Challenging Generic Drug Standards
In 2023, Vanda filed citizen petitions challenging the FDA's approval of generic versions of Hetlioz manufactured by MSN Pharmaceuticals and Teva Pharmaceuticals. The company argued that both approvals were "improperly approved in light of significant flaws in the studies and data presented."
According to Vanda's petition, MSN Pharma "only tested its drug in 44 Indian males" and "did not test the drug in any women nor in a population representative of the racial and ethnic makeup of the United States." The company also claimed that Teva had failed to satisfy the bioequivalence requirement for generic drugs.
CDER Director's Controversial Decision
In July 2025, outgoing CDER director Jacqueline Corrigan-Curay issued a decision upholding the FDA's original approvals of these generic versions.
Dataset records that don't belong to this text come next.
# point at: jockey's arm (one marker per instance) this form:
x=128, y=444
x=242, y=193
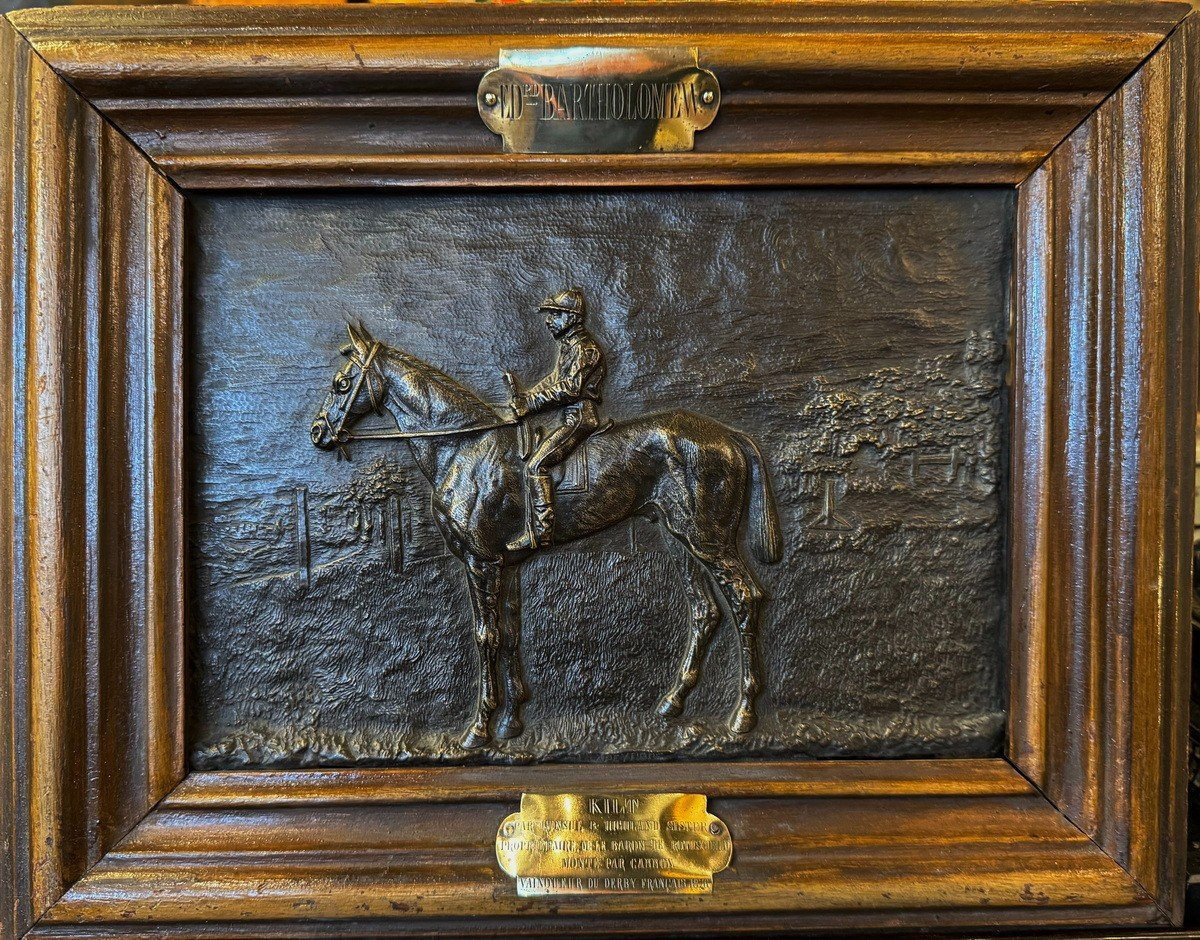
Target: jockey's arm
x=552, y=391
x=564, y=385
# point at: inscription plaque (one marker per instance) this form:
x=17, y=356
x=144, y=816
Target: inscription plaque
x=613, y=844
x=586, y=100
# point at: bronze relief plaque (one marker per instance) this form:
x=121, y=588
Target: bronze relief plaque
x=696, y=473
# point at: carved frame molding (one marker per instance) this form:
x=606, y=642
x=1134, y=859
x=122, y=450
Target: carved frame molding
x=109, y=117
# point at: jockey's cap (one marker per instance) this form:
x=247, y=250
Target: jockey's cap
x=571, y=300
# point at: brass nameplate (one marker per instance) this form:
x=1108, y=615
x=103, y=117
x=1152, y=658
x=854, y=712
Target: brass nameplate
x=613, y=844
x=597, y=100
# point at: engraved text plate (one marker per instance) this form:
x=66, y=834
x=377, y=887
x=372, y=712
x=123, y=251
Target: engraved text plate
x=587, y=100
x=609, y=844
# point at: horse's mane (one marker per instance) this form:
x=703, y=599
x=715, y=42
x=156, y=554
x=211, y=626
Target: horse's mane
x=444, y=400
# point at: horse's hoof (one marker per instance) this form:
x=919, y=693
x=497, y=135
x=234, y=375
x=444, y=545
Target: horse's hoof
x=475, y=738
x=744, y=720
x=509, y=728
x=671, y=706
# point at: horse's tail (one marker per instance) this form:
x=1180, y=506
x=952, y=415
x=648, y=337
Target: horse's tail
x=767, y=543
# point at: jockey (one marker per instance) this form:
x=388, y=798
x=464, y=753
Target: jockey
x=574, y=389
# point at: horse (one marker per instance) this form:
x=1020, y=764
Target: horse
x=691, y=474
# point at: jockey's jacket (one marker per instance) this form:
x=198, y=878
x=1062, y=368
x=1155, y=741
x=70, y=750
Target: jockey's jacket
x=577, y=376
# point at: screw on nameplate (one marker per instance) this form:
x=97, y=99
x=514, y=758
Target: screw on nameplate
x=597, y=100
x=613, y=844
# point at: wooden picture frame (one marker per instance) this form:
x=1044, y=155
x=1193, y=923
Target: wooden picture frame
x=112, y=117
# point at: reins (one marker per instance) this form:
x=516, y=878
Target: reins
x=343, y=436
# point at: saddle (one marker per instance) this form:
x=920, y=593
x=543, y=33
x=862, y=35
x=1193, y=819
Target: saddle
x=571, y=476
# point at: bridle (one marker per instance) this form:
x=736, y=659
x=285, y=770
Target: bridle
x=342, y=435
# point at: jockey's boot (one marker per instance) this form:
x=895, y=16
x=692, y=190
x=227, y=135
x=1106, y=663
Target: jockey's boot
x=539, y=514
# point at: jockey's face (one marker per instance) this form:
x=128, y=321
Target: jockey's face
x=559, y=321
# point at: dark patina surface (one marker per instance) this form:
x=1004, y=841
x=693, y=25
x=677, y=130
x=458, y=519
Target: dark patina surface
x=857, y=336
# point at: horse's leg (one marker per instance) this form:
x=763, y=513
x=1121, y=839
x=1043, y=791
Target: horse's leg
x=516, y=693
x=744, y=597
x=706, y=615
x=484, y=580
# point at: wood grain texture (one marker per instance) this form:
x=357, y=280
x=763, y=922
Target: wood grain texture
x=1105, y=395
x=813, y=94
x=87, y=286
x=492, y=784
x=859, y=861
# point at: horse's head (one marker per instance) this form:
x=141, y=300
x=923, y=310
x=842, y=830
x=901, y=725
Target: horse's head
x=359, y=387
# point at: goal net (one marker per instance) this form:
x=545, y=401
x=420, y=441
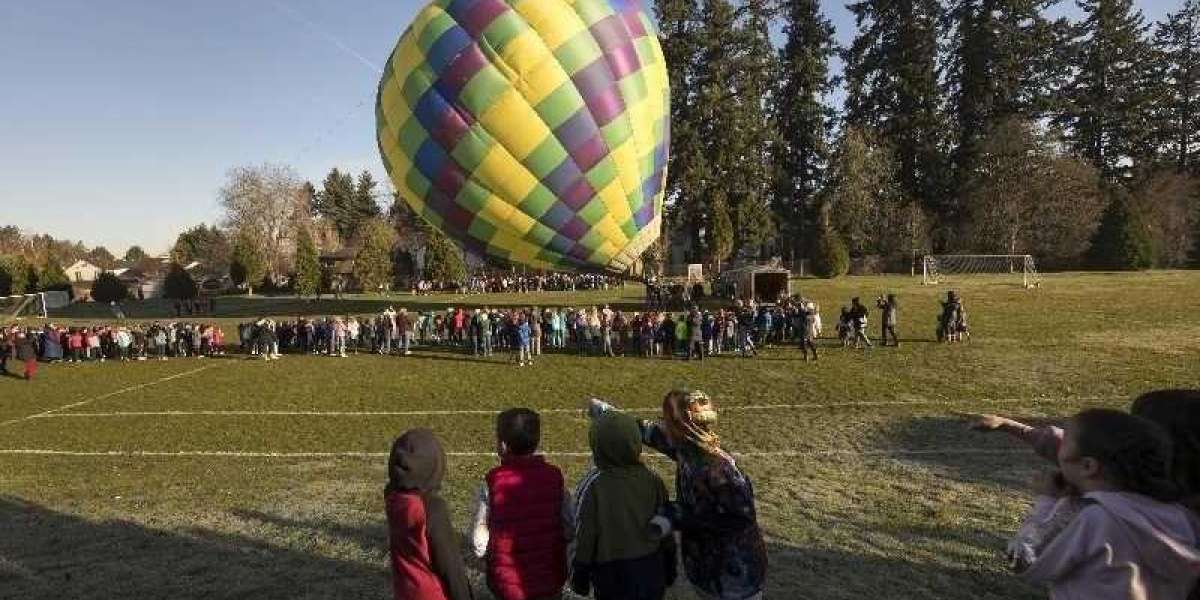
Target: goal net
x=946, y=268
x=24, y=305
x=33, y=305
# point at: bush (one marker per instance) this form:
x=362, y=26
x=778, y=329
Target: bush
x=1123, y=241
x=107, y=288
x=832, y=258
x=179, y=285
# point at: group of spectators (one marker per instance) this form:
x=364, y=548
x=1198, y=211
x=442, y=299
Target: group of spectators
x=1115, y=520
x=509, y=283
x=100, y=343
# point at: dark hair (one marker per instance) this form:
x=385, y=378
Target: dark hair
x=520, y=429
x=1134, y=453
x=1177, y=412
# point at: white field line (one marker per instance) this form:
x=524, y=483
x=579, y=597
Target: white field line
x=105, y=396
x=561, y=411
x=234, y=454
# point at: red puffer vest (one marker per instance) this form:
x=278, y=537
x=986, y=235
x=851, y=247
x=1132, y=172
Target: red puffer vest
x=527, y=546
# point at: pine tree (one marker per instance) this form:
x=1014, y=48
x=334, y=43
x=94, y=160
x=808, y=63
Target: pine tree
x=755, y=82
x=1177, y=95
x=52, y=276
x=307, y=277
x=372, y=264
x=1002, y=65
x=804, y=119
x=678, y=22
x=893, y=88
x=1122, y=243
x=443, y=259
x=179, y=285
x=335, y=201
x=1108, y=97
x=107, y=288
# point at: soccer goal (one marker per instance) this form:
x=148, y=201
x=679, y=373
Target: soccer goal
x=945, y=268
x=23, y=305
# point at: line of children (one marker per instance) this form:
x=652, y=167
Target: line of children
x=1114, y=522
x=617, y=533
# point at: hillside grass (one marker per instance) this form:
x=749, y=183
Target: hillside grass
x=868, y=484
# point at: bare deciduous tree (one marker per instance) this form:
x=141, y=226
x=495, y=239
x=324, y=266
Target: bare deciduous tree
x=269, y=203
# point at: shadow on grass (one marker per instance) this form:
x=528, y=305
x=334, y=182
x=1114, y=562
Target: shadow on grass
x=985, y=457
x=51, y=555
x=821, y=574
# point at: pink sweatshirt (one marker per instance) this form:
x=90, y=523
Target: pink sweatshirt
x=1120, y=546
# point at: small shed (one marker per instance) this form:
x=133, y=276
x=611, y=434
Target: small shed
x=757, y=283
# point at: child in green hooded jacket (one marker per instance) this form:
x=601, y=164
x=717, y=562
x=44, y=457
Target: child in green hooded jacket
x=619, y=553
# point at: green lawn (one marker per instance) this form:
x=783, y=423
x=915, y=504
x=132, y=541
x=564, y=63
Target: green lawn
x=263, y=480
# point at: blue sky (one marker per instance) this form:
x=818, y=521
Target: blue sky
x=120, y=118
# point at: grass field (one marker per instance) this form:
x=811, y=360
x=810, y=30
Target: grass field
x=231, y=478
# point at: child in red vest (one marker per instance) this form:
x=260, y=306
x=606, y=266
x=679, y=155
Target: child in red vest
x=425, y=559
x=523, y=519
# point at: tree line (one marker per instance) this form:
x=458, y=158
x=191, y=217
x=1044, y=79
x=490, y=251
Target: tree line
x=966, y=126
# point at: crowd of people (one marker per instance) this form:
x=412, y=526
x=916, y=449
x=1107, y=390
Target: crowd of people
x=100, y=343
x=1116, y=520
x=509, y=283
x=525, y=334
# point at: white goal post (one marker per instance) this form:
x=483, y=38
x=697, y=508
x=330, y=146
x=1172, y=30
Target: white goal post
x=23, y=305
x=33, y=305
x=943, y=268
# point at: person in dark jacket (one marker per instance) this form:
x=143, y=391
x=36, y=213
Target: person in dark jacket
x=724, y=551
x=426, y=563
x=24, y=352
x=623, y=551
x=891, y=313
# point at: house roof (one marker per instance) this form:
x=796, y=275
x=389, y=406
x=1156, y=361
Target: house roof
x=81, y=264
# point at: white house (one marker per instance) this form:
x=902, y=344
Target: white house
x=83, y=271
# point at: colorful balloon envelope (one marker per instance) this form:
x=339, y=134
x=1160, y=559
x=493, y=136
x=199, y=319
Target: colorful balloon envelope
x=534, y=131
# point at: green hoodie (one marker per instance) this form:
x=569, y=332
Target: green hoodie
x=619, y=497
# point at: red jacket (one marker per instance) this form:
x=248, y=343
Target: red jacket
x=527, y=546
x=412, y=563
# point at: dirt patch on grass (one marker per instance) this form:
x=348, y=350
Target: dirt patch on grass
x=1173, y=341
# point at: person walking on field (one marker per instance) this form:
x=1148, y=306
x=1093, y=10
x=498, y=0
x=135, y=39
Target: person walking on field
x=24, y=352
x=858, y=323
x=891, y=311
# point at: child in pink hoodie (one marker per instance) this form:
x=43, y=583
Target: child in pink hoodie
x=1107, y=526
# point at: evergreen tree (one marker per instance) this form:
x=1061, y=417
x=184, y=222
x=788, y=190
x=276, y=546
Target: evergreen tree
x=179, y=285
x=307, y=277
x=135, y=253
x=372, y=264
x=804, y=119
x=107, y=288
x=13, y=275
x=247, y=263
x=1109, y=95
x=832, y=258
x=101, y=257
x=863, y=199
x=723, y=232
x=735, y=73
x=678, y=23
x=336, y=201
x=443, y=259
x=1123, y=241
x=893, y=88
x=203, y=244
x=1177, y=96
x=1002, y=64
x=52, y=276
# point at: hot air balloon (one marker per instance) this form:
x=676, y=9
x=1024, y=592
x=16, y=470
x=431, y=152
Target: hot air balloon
x=535, y=131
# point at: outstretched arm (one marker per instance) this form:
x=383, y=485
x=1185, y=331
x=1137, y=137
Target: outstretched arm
x=1044, y=441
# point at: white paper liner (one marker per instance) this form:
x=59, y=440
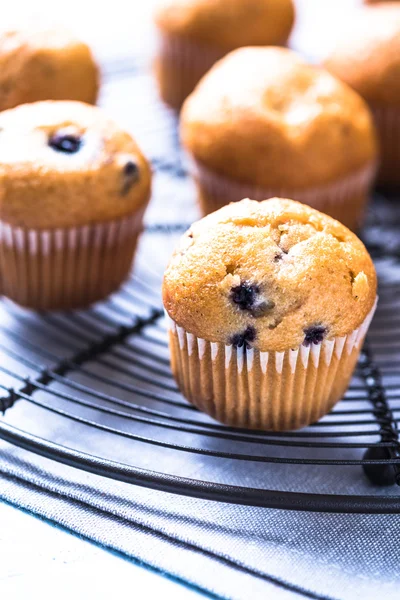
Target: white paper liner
x=344, y=199
x=387, y=121
x=66, y=268
x=180, y=64
x=264, y=390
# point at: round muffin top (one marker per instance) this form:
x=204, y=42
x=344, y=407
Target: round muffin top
x=263, y=116
x=368, y=58
x=227, y=25
x=66, y=164
x=45, y=64
x=270, y=275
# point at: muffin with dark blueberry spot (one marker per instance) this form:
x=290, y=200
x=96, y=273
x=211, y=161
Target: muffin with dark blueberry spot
x=73, y=190
x=268, y=305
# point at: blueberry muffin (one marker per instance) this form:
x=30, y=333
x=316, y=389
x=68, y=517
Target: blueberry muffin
x=73, y=190
x=45, y=65
x=194, y=34
x=264, y=123
x=268, y=304
x=368, y=59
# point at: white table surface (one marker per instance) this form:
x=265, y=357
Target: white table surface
x=36, y=558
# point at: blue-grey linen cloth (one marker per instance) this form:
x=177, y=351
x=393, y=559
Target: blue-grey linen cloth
x=230, y=551
x=225, y=550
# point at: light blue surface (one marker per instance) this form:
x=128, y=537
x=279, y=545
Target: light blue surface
x=36, y=557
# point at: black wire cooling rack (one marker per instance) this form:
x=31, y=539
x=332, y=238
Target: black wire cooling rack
x=93, y=389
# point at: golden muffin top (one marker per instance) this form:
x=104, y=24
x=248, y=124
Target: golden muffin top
x=368, y=58
x=227, y=25
x=45, y=64
x=66, y=164
x=263, y=116
x=270, y=275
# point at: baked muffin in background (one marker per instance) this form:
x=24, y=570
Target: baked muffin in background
x=264, y=123
x=73, y=190
x=194, y=34
x=48, y=64
x=268, y=305
x=368, y=59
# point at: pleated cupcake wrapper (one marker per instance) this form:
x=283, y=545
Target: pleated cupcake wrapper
x=66, y=268
x=277, y=391
x=344, y=199
x=181, y=64
x=387, y=121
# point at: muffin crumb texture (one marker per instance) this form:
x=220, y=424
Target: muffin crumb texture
x=264, y=117
x=269, y=275
x=67, y=164
x=45, y=64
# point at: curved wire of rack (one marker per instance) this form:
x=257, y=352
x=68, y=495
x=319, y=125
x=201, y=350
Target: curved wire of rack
x=110, y=364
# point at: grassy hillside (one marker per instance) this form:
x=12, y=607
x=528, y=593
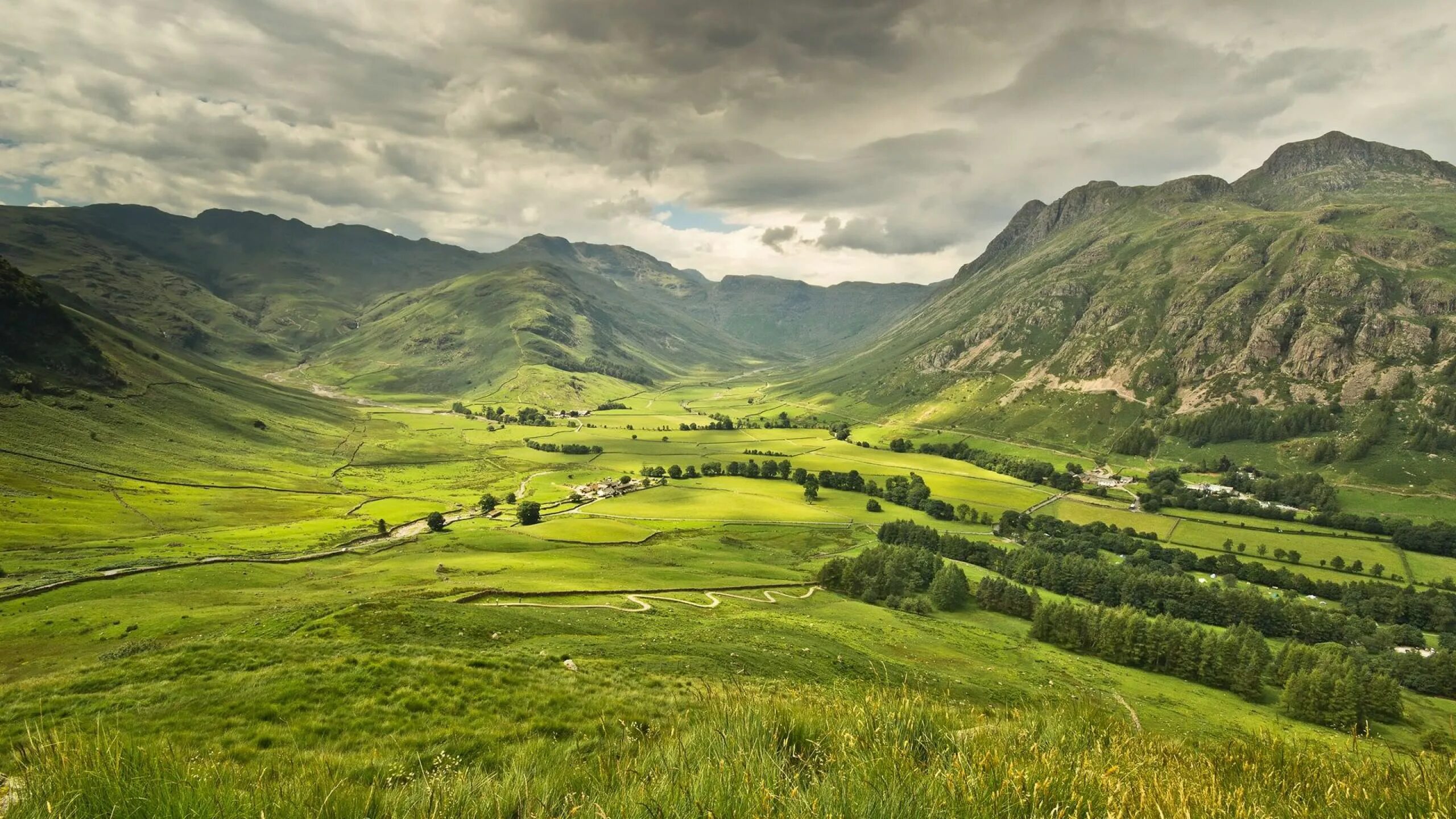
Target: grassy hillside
x=474, y=331
x=261, y=292
x=40, y=344
x=1197, y=289
x=324, y=594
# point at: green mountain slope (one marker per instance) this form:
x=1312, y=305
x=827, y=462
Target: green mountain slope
x=40, y=344
x=258, y=291
x=472, y=331
x=237, y=286
x=1321, y=271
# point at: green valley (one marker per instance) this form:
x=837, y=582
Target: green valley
x=1148, y=511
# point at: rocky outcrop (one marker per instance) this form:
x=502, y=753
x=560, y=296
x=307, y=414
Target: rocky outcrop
x=1186, y=284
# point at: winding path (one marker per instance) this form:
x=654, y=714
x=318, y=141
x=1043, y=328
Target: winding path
x=641, y=601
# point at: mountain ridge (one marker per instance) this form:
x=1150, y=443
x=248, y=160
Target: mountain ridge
x=1325, y=271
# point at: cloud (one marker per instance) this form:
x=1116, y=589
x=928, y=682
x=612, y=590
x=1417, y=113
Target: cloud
x=895, y=138
x=776, y=237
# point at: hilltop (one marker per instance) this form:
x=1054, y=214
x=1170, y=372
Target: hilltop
x=1324, y=271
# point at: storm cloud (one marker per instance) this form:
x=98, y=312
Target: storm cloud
x=814, y=139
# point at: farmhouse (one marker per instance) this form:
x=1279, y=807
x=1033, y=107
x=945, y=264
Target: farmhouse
x=1213, y=489
x=1104, y=477
x=610, y=487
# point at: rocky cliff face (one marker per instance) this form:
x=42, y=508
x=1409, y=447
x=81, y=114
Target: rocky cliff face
x=1334, y=257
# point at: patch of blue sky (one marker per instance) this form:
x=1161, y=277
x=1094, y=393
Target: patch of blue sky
x=680, y=218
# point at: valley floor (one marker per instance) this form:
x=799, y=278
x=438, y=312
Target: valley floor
x=498, y=651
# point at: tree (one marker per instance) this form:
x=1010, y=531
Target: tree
x=950, y=591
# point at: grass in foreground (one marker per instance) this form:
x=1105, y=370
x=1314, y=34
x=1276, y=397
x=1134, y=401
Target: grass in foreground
x=749, y=752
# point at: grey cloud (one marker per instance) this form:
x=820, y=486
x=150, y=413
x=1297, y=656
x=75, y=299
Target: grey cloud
x=631, y=205
x=884, y=237
x=776, y=237
x=471, y=120
x=870, y=175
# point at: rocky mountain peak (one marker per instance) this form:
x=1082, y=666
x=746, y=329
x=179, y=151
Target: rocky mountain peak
x=1338, y=151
Vanda characterized this decision as "seemingly agreeing that generic drug manufacturers need only conduct small studies that include only Indian male subjects to establish bioequivalence for use in the general US population."
The company expressed particular concern about data inconsistencies in one generic version, noting that Corrigan-Curay "accepted that significant inexplicable data inconsistencies measuring a drug's exposure levels in the blood could be justified by the supposedly different 'psychological state' of participants at different times." More alarmingly, Vanda reported that "one of the generic versions showed exposure levels more than double those Vanda has obtained for Hetlioz."
Recent Court Victory Strengthens Position
Vanda's appeal to Commissioner Makary comes on the heels of a federal court ruling in the company's favor regarding Hetlioz's jet lag disorder indication. On Monday, a federal court found that Vanda had "clearly offered meaningful evidence of tasimelteon's efficacy in improving sleep disturbance," ruling against the FDA's previous denial of the expanded indication.
The court victory stemmed from Vanda's 2022 lawsuit alleging that the FDA violated the Food, Drug, and Cosmetic Act by failing to grant a hearing within 60 days of the company's request. The court has now passed the matter back to the FDA, which Vanda expects will either issue an approval for Hetlioz in jet lag disorder or grant the requested hearing.
Systemic Concerns About Generic Drug Oversight
Vanda's challenge reflects broader concerns about FDA oversight of generic drug approvals. The company referenced Katherine Eban's 2019 book "Bottle of Lies: The Inside Story of the Generic Drug Boom," which exposed serious flaws in generic drug regulation. Vanda argued that this "unacceptable culture of bias toward approving generic drugs regardless of whether they meet the requisite legal and evidentiary standards" continues to endanger "the well-being of American citizens."
Call for Leadership Change
In its appeal to Commissioner Makary, Vanda emphasized the need for regulatory reform, stating: "It is time that the rule of law return to the FDA under Dr. Makary's leadership. Agency personnel must abide by the law and Commissioner priorities."
The company expressed frustration with the FDA's bureaucratic processes, noting that "FDA bureaucrats have suggested that the Office of the Commissioner (not the Commissioner) will take two months to decide whether the Office of the Commissioner will review the merits of this decision."
About Hetlioz
Hetlioz (tasimelteon) is a melatonin receptor agonist designed for oral administration that was first approved in 2014 for sleep-wake disorder. The FDA has previously granted approvals for several generic drugs containing tasimelteon, including MSN Pharmaceuticals' version in May 2020 and Teva Pharmaceuticals' version in September 2021. In both cases, the FDA informed the companies that their products use patent-protected technologies and would need to delay market entry until patent protections expire.